Les options n’ont toujours pas la cote chez les conseillers. Leur volume de transactions est pourtant en forte hausse – de quelque 50 % cette année à la Bourse de Montréal. Mais ces instruments financiers retiennent essentiellement l’attention des investisseurs aguerris et d’un petit nombre de conseillers, spécialisés pour la plupart. Il serait pourtant avantageux de les apprivoiser, davantage encore en cette période de faibles rendements et de volatilité des cours.

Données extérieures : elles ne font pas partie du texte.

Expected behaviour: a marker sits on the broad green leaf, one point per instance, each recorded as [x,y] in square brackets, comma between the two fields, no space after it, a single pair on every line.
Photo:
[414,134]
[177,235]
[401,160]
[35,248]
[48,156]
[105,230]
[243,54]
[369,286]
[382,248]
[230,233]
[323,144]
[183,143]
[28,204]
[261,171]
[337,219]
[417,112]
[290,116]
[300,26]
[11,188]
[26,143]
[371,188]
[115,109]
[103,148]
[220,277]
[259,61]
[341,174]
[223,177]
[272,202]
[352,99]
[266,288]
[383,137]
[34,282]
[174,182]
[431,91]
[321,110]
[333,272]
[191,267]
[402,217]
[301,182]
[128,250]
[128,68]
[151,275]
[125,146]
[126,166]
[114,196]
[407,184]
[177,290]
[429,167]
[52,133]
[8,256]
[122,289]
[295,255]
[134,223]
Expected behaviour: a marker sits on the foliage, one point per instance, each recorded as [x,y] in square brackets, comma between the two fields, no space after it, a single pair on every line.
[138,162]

Gladys Karam, directrice, Marché des dérivés sur action de la Bourse de Montréal, parle d’un marché des options très actif au Canada. Alors que les contrats à terme attirent essentiellement les investisseurs institutionnels, 60 % du volume sur les options est généré par les investisseurs dits de détail. « Monsieur et madame Tout-le-Monde s’y activent, essentiellement par l’intermédiaire d’un compte de courtage à escompte. Mais l’on parle, ici, d’investisseurs aguerris. Pour sa part, le conseiller est confronté à plus d’obstacles. »

Le directeur du marketing de la Bourse spécialisée, Laurent Terrasse, estime que de plus en plus d’investisseurs aiguisent leurs habiletés. « Ils recherchent des rendements supérieurs, une valeur ajoutée. Les options peuvent contribuer à accroître le rendement et à protéger le capital ou le gain sur papier. »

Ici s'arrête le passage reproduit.